# Programming Project 004  SOLUTION

Assignment Overview
The goal of this project is to gain more practice with file I/O, lists and functions.
Background
Data mining is the process of sorting through large amounts of data and picking out relevant information. Everyone from financial analysts to scientists use it to extract information from enormous data sets. These large data sets and the trend of analyzing them has come to be know as  "Big Data" http://en.wikipedia.org/wiki/Big_data
In this project, we want to do some preliminary data mining of the prices of Apple stock. Your program will calculate the monthly average prices of Apple stock from 1984 to 2013. You will report facts about the monthly highs and lows for this data.   Project Specifications
1. A file of Apple's daily stock's prices will be given to you, whose name is table.csv (we pulled it off the web). This file could be opened by notepad or similar text editor, and is delimited by commas. If you open it with Excel, it will show you the data as a spreadsheet.
2. You must implement the following functions:  a) get_input_descriptor() In this function, you are required to repeatedly prompt for the name of an input file until the user enters filename and the file can be opened for input.  Return a file descriptor attached to the opened file.   b) get_data_list(file_object, column_number) In this function, you are required to read the file of Apple's data. The function is flexible as it can read the data for any column of the data (0 through 6). If you read column 6, you are gathering the data for the "Adjusted Daily Close". If you read column 5, you are gathering data for the "Volume" that day. The function returns a list that consists of tuples. Each tuple is of the form: (date, column_data), the first value is a string, the second is a float. For example: ('201302-08', 474.98) if we were collecting data from column 6.   c) average_data(list_of_tuples) In this function the parameter is a list, the list of tuples generated by get_data_list above. You will average the data for each month, and generate a list of tuples. A tuple here will have the form: (data_avg, date), the first is a float, the second is a string. For example: (2972945.4545454546, '07:1985'). Note the date in the returned list does not contain a day any more.
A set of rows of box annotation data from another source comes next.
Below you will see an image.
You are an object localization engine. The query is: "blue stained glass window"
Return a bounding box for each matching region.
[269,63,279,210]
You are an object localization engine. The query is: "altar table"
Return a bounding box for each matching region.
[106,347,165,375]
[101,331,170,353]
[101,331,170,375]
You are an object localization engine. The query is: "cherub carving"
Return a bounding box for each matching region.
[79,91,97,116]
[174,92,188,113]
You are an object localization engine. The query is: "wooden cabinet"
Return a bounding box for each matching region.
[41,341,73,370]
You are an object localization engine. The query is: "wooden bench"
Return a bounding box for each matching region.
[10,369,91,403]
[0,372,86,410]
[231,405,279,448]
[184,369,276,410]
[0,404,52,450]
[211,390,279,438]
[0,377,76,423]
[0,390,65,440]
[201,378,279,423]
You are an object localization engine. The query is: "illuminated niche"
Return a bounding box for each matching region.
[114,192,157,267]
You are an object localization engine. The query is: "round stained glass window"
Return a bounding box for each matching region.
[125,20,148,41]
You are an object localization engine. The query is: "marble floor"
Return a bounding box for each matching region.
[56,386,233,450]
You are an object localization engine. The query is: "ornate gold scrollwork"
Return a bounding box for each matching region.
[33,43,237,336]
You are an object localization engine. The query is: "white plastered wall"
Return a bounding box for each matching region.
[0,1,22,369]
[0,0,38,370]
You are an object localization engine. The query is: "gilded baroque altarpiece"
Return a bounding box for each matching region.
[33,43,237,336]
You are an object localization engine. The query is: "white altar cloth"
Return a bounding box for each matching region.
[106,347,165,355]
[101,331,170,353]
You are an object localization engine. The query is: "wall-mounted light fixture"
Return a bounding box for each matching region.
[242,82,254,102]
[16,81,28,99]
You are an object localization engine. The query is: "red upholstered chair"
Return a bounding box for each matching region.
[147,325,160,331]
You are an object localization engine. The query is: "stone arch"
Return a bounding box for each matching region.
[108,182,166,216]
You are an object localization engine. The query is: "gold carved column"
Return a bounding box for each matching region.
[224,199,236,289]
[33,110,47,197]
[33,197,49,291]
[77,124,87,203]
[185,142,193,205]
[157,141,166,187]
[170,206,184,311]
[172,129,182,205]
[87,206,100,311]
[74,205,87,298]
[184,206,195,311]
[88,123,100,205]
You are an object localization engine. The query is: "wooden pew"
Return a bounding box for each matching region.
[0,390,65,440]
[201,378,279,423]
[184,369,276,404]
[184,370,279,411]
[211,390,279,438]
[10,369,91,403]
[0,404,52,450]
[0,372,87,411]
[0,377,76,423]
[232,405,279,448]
Because each month has multiple entries the biggest challenge is to collect the data for each
month together.  One way to is to have variables “current_month” and “current_year” and update them when the month changes.  That is, read lines summing data for the “current_month” until you encounter a new month.  Encountering a new month means that you are done summing data for the “current_month” so you can calculate an average for the “current_month”.  After calculating the average, you can now set “current_month” to a new month and start summing values for the new “current_month.”
d) main()             In this function, you:  • call get_input to get a file descriptor • prompt for the column to average • call the get_data function • call the average_data function • print the highest 6 averages (for the column selected) and the lowest 6 averages. Print that data with the month-year information.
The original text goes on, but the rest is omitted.